An inherent advantage of model-based imputation methods is that reference panels are no longer required after models are trained with these panels unlike the standard software tools (Fig. 2a, b). This is a common advantage of imputation methods that construct portable predictive models, such as HIBAG [46] and ADDIT [47], as well as deep learning-based ones. This attribute has been also referred as “reference-free” in some literature [17,18,19]. Trained models can be publicly distributed or transferred without requiring ethical permission, considering the fundamental impossibility of reconstructing individual genotype information from model parameters [20]. This could further facilitate collaboration between an institution with target genotype data and another institution with reference panels. Furthermore, this advantage can also be harnessed into remote imputation systems. The existing public imputation servers are associated with ethical issues in handling private information, since the users need to upload target individual genotype data (Fig. 2a). In contrast, users would merely need to submit the SNP lists of target genotype data, enabling the creation of models tailored to them using reference panels on the server (Fig. 2b). Subsequently, users could perform imputation locally upon receiving the trained models.
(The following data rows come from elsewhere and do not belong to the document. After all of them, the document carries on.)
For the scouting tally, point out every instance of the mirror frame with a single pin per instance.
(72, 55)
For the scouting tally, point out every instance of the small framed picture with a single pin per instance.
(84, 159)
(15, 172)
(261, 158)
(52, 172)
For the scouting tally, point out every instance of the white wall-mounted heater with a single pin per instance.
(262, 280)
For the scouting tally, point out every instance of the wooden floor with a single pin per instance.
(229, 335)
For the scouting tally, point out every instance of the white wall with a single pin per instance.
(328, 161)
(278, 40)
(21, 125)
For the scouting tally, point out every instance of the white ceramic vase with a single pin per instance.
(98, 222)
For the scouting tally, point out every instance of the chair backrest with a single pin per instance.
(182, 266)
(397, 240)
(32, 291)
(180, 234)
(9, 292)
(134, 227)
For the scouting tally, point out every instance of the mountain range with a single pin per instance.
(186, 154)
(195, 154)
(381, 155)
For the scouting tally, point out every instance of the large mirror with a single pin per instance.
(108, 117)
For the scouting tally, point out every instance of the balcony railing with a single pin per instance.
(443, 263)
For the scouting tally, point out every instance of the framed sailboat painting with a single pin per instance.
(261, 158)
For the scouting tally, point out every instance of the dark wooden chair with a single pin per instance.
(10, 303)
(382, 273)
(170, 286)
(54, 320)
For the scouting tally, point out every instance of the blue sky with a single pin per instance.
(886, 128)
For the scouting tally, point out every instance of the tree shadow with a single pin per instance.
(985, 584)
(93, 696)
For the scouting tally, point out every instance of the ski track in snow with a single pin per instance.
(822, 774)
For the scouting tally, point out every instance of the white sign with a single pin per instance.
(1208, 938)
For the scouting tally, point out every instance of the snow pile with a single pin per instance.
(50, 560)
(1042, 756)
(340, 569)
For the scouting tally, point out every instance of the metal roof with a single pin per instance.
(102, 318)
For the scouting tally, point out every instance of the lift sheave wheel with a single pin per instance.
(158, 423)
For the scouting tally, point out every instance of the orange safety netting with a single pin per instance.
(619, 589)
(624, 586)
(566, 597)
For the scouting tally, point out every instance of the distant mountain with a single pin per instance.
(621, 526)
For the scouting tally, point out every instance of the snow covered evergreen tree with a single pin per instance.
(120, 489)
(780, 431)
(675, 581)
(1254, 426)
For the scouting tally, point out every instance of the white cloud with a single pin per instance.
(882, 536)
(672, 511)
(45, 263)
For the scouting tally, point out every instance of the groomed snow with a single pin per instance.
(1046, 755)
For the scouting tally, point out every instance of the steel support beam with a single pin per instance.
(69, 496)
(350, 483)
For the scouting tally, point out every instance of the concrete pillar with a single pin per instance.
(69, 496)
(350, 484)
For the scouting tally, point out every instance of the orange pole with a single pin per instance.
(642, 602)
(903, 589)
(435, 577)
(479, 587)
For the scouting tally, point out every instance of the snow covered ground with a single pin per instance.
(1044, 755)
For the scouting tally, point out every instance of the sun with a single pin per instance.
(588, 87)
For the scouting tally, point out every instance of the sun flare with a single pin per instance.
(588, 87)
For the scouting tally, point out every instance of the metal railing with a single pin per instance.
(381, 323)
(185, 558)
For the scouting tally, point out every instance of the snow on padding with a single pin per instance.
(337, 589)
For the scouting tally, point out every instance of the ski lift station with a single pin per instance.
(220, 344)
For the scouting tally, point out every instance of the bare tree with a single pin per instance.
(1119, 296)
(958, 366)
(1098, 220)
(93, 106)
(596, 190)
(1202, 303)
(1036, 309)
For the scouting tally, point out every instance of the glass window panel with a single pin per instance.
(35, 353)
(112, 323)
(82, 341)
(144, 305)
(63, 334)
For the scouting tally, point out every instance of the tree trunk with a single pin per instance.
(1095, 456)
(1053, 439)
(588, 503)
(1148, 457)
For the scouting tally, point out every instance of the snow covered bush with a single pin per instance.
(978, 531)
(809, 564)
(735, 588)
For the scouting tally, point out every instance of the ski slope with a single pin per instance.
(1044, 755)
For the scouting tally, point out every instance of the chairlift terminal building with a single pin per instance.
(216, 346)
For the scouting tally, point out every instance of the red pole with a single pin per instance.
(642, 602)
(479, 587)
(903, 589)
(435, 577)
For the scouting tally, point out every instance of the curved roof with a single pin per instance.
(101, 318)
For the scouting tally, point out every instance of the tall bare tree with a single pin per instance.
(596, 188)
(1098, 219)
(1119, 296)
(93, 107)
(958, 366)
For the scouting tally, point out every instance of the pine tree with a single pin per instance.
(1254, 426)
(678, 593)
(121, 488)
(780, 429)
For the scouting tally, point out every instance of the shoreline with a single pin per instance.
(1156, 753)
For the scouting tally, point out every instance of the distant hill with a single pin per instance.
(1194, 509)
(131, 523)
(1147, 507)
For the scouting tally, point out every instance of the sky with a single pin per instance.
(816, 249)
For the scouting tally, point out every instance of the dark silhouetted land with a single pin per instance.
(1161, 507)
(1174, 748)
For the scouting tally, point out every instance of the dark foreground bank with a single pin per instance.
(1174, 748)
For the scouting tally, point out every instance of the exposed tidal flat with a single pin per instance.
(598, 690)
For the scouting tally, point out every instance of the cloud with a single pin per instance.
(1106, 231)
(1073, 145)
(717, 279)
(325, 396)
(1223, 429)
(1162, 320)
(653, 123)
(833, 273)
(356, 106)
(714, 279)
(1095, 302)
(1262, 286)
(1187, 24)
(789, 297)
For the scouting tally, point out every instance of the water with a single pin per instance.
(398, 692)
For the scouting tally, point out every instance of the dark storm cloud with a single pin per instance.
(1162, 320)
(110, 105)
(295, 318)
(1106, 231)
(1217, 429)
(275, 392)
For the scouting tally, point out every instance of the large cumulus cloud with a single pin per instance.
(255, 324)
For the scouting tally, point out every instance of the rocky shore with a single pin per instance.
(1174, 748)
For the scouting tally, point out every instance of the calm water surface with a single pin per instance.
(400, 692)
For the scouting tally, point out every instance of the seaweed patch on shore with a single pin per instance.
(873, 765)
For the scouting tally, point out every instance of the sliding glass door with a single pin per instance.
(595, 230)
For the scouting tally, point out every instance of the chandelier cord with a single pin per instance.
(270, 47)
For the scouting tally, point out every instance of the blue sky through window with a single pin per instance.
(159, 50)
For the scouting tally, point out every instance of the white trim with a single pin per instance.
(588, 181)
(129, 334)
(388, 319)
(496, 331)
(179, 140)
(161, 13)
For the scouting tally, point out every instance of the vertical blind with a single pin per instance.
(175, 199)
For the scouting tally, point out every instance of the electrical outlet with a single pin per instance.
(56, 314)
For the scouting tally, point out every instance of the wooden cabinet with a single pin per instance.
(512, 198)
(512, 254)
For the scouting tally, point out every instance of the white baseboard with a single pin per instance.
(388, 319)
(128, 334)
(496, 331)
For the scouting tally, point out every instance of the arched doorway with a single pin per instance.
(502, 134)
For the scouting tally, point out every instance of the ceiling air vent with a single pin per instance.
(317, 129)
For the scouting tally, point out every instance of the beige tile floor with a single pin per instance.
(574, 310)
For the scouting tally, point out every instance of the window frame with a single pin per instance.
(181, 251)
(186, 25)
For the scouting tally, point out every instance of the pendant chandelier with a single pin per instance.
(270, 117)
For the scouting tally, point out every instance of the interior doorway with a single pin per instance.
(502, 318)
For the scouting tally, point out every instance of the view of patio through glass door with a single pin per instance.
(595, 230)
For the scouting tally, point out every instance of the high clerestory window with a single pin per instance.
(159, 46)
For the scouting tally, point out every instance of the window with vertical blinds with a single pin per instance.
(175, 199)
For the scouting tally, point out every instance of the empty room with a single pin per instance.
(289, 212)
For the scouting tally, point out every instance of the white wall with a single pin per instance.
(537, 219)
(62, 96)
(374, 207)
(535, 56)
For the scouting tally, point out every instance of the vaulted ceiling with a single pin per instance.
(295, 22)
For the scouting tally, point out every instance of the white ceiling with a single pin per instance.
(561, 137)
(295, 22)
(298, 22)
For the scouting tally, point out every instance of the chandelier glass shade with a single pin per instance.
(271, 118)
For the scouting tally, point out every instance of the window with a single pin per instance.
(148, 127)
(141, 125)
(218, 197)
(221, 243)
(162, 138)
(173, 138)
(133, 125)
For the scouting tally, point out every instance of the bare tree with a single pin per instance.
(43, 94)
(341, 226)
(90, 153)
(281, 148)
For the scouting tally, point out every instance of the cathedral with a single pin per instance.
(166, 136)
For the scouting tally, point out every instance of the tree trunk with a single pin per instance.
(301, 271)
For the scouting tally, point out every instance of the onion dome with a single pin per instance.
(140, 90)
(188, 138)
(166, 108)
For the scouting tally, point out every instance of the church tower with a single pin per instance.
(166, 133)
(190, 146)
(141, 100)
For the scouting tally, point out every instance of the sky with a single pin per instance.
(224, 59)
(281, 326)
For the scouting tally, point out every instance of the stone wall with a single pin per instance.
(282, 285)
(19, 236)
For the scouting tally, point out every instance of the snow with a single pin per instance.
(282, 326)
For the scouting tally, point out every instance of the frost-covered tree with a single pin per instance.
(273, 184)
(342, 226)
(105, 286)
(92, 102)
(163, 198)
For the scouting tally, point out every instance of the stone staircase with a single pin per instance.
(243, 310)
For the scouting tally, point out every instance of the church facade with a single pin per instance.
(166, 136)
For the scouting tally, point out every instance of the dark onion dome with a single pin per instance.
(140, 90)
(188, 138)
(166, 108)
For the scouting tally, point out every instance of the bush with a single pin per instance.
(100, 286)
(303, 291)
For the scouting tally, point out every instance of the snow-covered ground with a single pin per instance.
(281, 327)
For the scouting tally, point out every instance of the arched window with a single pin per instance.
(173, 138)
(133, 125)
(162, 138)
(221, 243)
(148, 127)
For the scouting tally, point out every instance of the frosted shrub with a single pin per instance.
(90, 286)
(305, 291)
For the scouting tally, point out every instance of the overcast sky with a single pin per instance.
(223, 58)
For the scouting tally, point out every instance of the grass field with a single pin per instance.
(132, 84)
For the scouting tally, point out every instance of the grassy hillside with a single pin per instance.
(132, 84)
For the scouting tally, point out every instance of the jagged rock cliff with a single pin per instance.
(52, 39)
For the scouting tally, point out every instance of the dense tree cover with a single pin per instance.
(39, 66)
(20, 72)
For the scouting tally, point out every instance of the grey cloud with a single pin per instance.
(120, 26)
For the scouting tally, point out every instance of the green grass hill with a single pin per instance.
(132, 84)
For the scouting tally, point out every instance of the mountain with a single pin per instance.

Moreover, Dias et al. reported that though not tuned for SNP lists of target genotypes, their autoencoder-based method achieved competitive performance with the standard tools [19]. This highlights the potential of deep learning based-methods to enable us to perform accurate imputation merely by publishing pre-trained models, irrespective of SNP lists (i.e., SNP array platforms) of the target genotype data. Last but not least, the relatively low computational burden, both in terms of processing time and memory usage [25, 34], may further bolster the appeal of deep learning based-methods in the future.

Fig. 2
figure 2

Remote imputation with privacy protection using deep learning-based methods. a The standard genotype imputation tools need to be at the same institutions or servers, since they require reference panels with target genotype data to impute. b Models can be trained solely with reference panels and SNP lists of target genotype data, and these trained models can be used for performing imputation. Therefore, imputation can be conducted by transferring the SNP lists and trained models, even when reference panels and target genotype data are at different institutions

Conclusion

We have reviewed the existing tools and discussed the challenges and future perspectives associated with deep learning-based genotype imputation methods. Though the current deep learning-based imputation methods may not consistently demonstrate a remarkable improvement over standard tools in terms of prediction accuracy, they possess unique characteristics that could be harnessed for various applications. Specifically, inter-institution or remote imputation with complete privacy protection can be facilitated considering their reference-free characteristics after training. Furthermore, considering that the basic technologies are still evolving, further improvements in deep learning-based-genotype imputation methods can be expected in the future.